In 1901, an Italian mathematician, Mario Lazzarini, carried out Buffon’s needle experiment with a ratio of r=5/6. This seems like a strangely arbitrary choice. But as explained in Wikipedia, it’s a choice which enables the approximation of 355/113, which is well-known to be an extremely accurate fractional approximation for 𝜋. What’s required to get this result is that in a multiple of 213 needle throws, the same multiple of 113 needles intersect a line. In other words, 113 intersections when throwing 213 needles. Or 226 when throwing 426. And so on.
So, one explanation for Lazzarini’s remarkably accurate result is that he simply kept repeating the experiment in multiples of 213 throws until he got the answer he wanted, and then stopped. Indeed, he reported a value of N=3408, which happens to be 16 times 213. And in those 3408 throws, he reportedly got 1808 line intersections, which happens to be 16 times 113.
An alternative explanation is that Lazzarini didn’t do the experiment at all, but pretended he did with the numbers chosen as above so as to force the result to be the value that he actually wanted it to be. I know that doesn’t seem like a very Italian kind of thing to do, but there is some circumstantial evidence that supports this possibility. First, as also explained in Wikipedia:
A statistical analysis of intermediate results he reported for fewer tosses leads to a very low probability of achieving such close agreement to the expected value all through the experiment.
Second, Lazzarini reportedly described a physical machine that he used to carry out the experimental needle throwing. However, a basic study of the design of this machine shows it to be impossible from an engineering point of view.

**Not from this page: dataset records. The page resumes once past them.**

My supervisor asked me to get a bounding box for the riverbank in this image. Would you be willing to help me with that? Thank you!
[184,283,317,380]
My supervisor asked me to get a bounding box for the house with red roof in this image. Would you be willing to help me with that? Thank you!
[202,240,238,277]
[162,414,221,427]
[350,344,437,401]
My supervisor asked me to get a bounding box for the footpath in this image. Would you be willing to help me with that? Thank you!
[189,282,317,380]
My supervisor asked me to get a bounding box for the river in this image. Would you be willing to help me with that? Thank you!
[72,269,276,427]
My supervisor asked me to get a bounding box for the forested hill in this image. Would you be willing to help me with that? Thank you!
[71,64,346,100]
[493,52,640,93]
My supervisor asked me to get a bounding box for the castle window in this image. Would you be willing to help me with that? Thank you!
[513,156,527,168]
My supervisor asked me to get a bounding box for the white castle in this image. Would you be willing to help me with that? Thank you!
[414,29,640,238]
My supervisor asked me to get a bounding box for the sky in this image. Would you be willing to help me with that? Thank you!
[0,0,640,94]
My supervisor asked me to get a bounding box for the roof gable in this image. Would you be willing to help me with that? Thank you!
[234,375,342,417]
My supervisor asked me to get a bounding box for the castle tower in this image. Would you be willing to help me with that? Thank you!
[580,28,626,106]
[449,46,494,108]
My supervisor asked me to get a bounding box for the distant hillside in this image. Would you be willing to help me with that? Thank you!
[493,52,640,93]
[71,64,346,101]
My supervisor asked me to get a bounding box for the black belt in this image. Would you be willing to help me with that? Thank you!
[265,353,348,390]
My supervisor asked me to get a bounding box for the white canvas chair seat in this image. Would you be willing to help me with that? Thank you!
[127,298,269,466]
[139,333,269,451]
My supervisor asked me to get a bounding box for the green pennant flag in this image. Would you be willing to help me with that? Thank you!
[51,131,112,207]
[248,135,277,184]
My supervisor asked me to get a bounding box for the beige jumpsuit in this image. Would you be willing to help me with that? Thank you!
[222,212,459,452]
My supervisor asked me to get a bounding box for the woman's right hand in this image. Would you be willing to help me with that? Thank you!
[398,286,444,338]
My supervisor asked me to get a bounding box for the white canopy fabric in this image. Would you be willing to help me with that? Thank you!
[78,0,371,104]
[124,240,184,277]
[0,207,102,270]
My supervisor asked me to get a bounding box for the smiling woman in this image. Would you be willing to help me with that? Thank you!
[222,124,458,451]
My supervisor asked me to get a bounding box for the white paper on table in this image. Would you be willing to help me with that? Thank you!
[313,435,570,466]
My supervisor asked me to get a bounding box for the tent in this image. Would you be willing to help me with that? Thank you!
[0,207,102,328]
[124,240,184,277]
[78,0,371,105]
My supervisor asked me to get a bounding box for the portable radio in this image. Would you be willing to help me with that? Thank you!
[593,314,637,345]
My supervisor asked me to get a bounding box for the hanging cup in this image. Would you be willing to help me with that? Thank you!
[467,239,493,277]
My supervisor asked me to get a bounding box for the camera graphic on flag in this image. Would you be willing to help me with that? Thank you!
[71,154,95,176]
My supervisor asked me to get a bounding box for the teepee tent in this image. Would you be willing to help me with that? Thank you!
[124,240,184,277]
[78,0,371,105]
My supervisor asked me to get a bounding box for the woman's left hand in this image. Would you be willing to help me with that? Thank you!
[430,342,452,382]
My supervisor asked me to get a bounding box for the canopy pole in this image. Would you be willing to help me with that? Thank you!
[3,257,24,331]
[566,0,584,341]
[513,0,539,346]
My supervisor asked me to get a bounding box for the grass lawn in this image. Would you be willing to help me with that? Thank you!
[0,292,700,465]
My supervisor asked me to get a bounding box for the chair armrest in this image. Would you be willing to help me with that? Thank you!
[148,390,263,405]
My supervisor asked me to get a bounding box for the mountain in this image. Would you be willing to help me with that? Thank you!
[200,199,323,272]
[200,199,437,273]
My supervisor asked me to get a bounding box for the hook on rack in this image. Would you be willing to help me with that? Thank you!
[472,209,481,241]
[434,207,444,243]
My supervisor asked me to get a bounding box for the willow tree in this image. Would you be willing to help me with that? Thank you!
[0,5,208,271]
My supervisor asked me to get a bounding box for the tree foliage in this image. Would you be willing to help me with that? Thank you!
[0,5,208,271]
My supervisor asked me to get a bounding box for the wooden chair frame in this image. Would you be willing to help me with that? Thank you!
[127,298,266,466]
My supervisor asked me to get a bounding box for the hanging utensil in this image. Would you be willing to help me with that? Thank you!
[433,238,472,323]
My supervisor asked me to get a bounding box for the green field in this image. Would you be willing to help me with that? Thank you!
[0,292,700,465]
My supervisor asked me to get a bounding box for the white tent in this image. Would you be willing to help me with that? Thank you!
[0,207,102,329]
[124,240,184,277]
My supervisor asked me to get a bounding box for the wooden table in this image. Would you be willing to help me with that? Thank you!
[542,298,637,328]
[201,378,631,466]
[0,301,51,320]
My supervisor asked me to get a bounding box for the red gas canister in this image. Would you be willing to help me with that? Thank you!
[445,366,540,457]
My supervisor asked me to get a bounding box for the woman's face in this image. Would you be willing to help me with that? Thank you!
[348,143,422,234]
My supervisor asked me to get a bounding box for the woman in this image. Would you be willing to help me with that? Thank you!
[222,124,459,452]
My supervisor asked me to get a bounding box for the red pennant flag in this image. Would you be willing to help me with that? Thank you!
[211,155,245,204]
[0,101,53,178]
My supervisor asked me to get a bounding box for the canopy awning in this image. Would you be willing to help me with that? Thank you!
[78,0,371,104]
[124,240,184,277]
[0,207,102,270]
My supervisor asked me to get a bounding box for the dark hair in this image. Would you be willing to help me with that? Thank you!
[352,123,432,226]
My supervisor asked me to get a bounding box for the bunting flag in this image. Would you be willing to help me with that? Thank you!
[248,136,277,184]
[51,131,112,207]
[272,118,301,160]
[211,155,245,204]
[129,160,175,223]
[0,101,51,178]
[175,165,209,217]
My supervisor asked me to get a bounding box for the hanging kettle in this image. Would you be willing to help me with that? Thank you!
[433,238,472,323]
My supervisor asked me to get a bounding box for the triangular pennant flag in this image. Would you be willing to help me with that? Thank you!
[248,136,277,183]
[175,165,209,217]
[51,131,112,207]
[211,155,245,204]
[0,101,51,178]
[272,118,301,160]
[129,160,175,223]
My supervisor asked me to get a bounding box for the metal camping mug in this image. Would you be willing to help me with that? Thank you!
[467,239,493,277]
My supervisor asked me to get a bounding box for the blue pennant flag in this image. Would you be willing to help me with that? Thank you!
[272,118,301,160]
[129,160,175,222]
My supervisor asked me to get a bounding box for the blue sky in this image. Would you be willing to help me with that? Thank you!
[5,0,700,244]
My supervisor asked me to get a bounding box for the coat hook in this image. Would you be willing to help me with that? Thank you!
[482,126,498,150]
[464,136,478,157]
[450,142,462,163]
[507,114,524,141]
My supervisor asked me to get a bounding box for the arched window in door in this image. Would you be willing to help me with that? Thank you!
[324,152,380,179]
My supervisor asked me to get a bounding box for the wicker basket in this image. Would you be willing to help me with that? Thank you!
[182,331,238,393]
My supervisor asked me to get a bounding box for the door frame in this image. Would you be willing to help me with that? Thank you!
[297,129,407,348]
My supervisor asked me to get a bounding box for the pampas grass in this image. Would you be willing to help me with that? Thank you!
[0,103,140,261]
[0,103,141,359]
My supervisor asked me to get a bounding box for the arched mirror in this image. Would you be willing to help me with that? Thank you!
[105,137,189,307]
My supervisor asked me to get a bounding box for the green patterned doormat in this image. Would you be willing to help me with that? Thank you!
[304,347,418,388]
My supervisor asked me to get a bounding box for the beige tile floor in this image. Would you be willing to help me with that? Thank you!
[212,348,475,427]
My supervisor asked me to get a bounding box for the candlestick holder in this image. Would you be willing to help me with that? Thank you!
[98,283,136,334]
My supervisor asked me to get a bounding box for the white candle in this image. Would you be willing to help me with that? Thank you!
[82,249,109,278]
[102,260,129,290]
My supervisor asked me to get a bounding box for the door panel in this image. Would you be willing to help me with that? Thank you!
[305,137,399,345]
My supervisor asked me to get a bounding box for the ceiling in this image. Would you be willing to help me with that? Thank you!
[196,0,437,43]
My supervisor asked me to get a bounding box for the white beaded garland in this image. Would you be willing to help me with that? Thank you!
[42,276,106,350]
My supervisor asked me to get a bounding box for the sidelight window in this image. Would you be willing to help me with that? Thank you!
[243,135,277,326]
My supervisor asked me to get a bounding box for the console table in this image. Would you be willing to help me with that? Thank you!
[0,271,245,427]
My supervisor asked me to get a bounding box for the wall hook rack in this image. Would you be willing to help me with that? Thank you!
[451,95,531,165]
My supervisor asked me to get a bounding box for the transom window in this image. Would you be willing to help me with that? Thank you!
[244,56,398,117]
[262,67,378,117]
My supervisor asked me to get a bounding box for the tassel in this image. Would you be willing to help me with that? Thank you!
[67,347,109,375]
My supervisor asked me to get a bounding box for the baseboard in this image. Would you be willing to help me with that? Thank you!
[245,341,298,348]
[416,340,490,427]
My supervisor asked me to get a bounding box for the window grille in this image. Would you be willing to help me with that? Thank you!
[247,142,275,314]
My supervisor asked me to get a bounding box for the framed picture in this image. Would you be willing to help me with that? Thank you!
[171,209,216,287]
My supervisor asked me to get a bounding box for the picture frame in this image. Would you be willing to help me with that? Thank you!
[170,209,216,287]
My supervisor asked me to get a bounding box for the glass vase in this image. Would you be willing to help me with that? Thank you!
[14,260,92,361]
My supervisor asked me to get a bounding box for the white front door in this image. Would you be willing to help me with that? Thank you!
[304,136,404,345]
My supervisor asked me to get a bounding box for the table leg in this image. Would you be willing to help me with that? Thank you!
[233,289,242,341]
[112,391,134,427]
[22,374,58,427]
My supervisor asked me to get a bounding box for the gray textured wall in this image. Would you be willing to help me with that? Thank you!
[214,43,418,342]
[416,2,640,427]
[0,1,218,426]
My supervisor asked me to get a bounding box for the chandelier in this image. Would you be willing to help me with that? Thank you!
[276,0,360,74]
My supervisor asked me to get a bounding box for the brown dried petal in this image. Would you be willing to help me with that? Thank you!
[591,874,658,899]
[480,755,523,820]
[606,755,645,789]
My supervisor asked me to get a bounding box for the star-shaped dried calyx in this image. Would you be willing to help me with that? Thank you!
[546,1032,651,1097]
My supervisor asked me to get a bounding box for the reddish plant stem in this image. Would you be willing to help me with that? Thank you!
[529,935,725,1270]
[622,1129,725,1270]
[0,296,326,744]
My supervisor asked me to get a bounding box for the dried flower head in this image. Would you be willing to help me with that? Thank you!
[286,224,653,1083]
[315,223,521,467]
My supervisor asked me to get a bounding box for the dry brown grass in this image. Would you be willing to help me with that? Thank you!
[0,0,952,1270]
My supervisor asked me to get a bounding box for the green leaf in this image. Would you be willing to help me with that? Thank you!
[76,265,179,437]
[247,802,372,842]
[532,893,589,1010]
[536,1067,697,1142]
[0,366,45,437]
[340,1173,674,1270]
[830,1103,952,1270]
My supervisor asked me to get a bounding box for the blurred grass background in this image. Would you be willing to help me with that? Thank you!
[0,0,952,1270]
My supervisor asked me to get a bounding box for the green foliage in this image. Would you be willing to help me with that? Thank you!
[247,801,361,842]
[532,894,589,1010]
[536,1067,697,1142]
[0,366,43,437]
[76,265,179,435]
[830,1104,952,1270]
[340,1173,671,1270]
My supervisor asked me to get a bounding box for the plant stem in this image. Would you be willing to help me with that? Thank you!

So, like Mendel, it’s rather likely that Lazzarini invented some data from a statistical experiment just to get the answer that he was hoping to achieve. And the moral of the story? If you’re going to make evidence up to ‘prove’ your answer, build a little bit of statistical error into the answer itself, otherwise you might find statisticians in 100 years’ time proving (beyond reasonable doubt) you cheated.